The regime Che Guevara co-founded stole the savings and property of 6.4 million citizens, made refugees of 20 per cent of the population from a nation formerly deluged with immigrants and whose citizens had achieved a higher standard of living than those residing in half of Europe. Che Guevara's regime also shattered through executions, jailings, mass larceny and exile virtually every family on the island of Cuba. Many opponents of the Cuban regime qualify as the longest-suffering political prisoners in modern history, having suffered prison camps, forced labor and torture chambers for a period THREE TIMES as long in Che Guevara's Gulag as Alexander Solzhenytzin suffered in Stalin's Gulag.

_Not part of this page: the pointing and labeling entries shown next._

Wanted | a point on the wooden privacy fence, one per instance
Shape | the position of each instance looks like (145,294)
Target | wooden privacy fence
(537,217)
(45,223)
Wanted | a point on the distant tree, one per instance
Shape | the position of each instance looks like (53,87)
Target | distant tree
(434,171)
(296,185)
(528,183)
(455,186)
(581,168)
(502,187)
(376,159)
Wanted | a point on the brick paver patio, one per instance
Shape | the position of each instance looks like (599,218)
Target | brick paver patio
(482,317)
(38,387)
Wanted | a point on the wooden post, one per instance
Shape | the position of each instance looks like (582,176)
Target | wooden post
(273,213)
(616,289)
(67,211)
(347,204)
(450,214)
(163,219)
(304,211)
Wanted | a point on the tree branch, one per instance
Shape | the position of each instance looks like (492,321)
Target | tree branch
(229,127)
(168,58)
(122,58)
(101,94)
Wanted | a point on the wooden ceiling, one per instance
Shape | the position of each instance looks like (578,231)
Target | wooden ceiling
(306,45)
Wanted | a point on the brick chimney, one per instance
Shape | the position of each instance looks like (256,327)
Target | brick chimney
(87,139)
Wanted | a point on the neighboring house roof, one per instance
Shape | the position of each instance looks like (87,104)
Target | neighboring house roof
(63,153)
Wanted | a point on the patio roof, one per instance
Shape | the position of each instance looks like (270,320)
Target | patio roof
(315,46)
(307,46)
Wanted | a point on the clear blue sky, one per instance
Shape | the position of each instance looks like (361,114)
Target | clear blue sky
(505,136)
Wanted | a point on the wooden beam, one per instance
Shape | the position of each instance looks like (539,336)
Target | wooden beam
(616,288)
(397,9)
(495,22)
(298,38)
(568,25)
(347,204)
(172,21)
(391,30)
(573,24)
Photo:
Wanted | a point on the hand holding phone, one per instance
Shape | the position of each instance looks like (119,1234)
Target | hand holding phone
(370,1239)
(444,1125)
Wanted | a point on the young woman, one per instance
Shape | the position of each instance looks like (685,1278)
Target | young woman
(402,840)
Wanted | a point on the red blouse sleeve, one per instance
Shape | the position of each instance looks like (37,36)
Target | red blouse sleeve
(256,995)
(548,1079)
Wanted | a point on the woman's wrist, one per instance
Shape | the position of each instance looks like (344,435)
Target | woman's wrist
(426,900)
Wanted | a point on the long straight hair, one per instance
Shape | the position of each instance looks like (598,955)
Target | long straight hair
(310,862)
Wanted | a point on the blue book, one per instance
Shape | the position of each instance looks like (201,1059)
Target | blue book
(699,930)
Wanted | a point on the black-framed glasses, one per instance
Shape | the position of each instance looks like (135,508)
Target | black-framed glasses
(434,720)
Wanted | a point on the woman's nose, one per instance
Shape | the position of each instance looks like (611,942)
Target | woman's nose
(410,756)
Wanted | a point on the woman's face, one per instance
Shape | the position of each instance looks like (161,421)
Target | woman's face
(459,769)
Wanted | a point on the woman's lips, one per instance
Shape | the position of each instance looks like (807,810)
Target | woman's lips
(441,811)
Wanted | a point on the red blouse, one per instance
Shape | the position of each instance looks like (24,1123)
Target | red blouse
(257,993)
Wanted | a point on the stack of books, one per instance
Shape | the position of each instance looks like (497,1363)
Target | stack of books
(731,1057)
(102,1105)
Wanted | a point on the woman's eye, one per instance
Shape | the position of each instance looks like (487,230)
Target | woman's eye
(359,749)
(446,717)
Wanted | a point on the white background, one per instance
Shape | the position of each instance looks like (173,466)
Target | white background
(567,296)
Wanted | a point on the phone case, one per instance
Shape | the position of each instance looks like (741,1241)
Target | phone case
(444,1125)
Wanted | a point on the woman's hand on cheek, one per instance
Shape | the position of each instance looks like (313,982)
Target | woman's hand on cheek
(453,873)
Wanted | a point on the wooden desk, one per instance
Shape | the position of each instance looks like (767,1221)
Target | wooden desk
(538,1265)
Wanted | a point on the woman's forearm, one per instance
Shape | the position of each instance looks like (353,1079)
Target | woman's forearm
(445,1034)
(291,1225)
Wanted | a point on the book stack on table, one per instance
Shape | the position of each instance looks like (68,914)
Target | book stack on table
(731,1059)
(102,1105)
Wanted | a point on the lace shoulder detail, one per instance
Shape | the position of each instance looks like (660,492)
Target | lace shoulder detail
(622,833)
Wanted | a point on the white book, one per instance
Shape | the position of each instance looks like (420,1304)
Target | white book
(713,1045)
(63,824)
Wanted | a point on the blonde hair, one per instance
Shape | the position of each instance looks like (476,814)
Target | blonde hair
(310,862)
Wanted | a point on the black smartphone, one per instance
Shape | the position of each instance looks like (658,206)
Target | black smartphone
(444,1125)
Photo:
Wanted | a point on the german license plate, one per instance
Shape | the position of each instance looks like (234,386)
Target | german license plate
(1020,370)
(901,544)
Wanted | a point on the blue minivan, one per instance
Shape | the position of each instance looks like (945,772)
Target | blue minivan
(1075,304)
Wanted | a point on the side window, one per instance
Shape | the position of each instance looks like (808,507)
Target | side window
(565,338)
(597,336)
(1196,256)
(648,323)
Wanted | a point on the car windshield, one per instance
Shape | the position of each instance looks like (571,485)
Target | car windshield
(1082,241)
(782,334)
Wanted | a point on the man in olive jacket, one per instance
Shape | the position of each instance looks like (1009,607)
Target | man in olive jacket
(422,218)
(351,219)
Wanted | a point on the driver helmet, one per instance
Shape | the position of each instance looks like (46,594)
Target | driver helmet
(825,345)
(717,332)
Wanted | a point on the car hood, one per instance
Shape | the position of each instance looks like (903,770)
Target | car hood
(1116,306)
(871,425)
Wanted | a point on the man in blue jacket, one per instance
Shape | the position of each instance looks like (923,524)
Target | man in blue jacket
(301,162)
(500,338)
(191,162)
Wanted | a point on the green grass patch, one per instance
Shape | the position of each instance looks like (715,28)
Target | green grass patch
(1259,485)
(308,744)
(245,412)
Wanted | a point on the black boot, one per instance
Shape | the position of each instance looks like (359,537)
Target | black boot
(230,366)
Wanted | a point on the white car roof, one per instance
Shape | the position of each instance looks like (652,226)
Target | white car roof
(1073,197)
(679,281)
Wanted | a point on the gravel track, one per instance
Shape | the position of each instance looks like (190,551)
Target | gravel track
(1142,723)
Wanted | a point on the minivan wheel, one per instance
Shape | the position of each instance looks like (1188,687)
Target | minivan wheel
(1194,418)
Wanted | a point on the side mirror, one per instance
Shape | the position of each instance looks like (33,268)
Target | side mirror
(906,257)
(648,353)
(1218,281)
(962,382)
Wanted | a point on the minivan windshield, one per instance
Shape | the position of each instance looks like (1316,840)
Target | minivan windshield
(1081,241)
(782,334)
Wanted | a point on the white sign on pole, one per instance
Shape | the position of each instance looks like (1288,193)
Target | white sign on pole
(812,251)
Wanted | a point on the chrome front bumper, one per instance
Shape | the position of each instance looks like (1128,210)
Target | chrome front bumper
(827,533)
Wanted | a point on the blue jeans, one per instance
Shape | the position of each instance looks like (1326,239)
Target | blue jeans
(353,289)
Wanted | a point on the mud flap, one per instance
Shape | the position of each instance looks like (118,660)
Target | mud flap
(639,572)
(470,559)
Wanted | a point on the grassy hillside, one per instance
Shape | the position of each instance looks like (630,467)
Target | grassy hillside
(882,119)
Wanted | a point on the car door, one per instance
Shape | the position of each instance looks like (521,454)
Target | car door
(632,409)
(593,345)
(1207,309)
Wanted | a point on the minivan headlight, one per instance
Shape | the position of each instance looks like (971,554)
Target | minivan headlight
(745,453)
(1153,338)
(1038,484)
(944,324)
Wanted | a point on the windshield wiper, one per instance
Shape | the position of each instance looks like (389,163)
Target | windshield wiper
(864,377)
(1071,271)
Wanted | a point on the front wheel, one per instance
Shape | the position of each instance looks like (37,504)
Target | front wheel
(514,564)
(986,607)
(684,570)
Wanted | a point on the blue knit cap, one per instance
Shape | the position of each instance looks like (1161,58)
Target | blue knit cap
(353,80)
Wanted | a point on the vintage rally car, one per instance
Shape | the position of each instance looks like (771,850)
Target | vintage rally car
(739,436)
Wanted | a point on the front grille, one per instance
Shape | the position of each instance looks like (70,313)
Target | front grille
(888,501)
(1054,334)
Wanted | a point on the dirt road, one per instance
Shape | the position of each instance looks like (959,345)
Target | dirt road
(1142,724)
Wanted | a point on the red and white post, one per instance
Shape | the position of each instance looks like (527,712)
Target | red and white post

One signed his name "Stalin II," professed that "the solutions to the world's problems lie behind the Iron curtain," and boasted that "if the nuclear missiles had remained we would have fired them against the heart of the U.S. including New York City." He also professed that the victory of socialism was well worth "millions of atomic victims."


Immediately upon entering Havana Che Guevara stole and moved into what
was probably the most luxurious mansion in Cuba. The rightful owner fled
the country barely ahead of a firing squad and a reporter who wrote of Che's new house in a Cuban newspaper was himself threatened with the firing squad. A year later thousands of Cubans were sent to forced-labor camps on Che's orders, based on his whim to fashion "a new man,"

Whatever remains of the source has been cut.